Double Suicide is based upon the 1721 play The Love Suicides at Amijima by Monzaemon Chikamatsu, which touches on one of Chikamatsu's apparently recurring themes, love and individuality getting royally owned by the system. This play is often performed in bunraku (puppet theatre) style, while Shinoda's film mixes avantgarde techniques with bunraku and kabuki theatre styles. The sets are strange and not at all realistic; huge white floors with doodles and letters/kanji characters written all over them, revolving background walls, characters getting lost in the indoor decor with giant traditional drawings all over the walls and floors, and so on. Sometimes, the footage goes into slow-motion or the camera just freezes on a single frame for a dramatic effect. Some half-second long establishing shots are repeated. The backdrops change their appearance as the film progresses. For example, the calligraphic texts on the walls of the protagonist's shop become amorphous ink blobs dripping down.

Kichiemon Nakamura and Shima Iwashita (who plays both main female characters), as well as the other actors, do a great job in their extremely theatrical and melodramatic roles, fitting in with the rest of the kabuki charm this movie has going for it. Before the three-act storyline begins, we have the opening credits scene which shows the puppets for the play being prepared (before getting substituted by real- life actors), while we listen to a phone conversation between Masahiro Shinoda and Taeko Tomioka (a co-writer), where they discuss the script as well as location hunting for the penultimate scene.

Another notable factor is the use of the kuroko (black-clad stagehands), a Japanese theatrical tradition. The kuroko intervene in nearly every scene, but they never come across as a gimmick. Sometimes they fit in so naturally that you forget they're even there until they move. They assist the actors in handling objects, they prepare the stage and the backgrounds, but never literally interfere with the storyline; after all, they're just spectators, such as ourselves the audience. One scene in particular I find to be amusing - after a character receives a letter, a kuroko takes it and brings it closer to the camera so the viewer can read it, while the two actors in the background freeze and stay still until the kuroko returns the letter to one of them. Now they can finally snap out and resume the dialogue.

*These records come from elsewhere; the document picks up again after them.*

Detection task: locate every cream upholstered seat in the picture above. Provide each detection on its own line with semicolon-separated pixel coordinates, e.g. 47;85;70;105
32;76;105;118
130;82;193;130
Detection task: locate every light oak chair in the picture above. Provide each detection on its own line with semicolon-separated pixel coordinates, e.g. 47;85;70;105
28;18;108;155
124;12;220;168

The final 10 minutes are pure genius. The much-awaited suicide scene (it's not even a spoiler because the title and the intro make it obvious) has gorgeous photography all around. Just the shot of the kuroko standing at the far end of the bridge while the lovers are positioned in the middle is one of the most astonishing and memorable film shots I've ever seen. It all culminates in the incredibly shot hanging scene (the kuroko, of course, are there to prepare the noose), accompanied by Toru Takemitsu's fantastic score (he also co-wrote the film), before settling down to the shot of two corpses laying on the ground which closes the movie suddenly, without any ending screen or anything (or is my version of the film defective?)

Double Suicide is one of the best Japanese New Wave films I've seen and the proof that a creative filming style can single-handedly salvage a plot that in itself is not that interesting.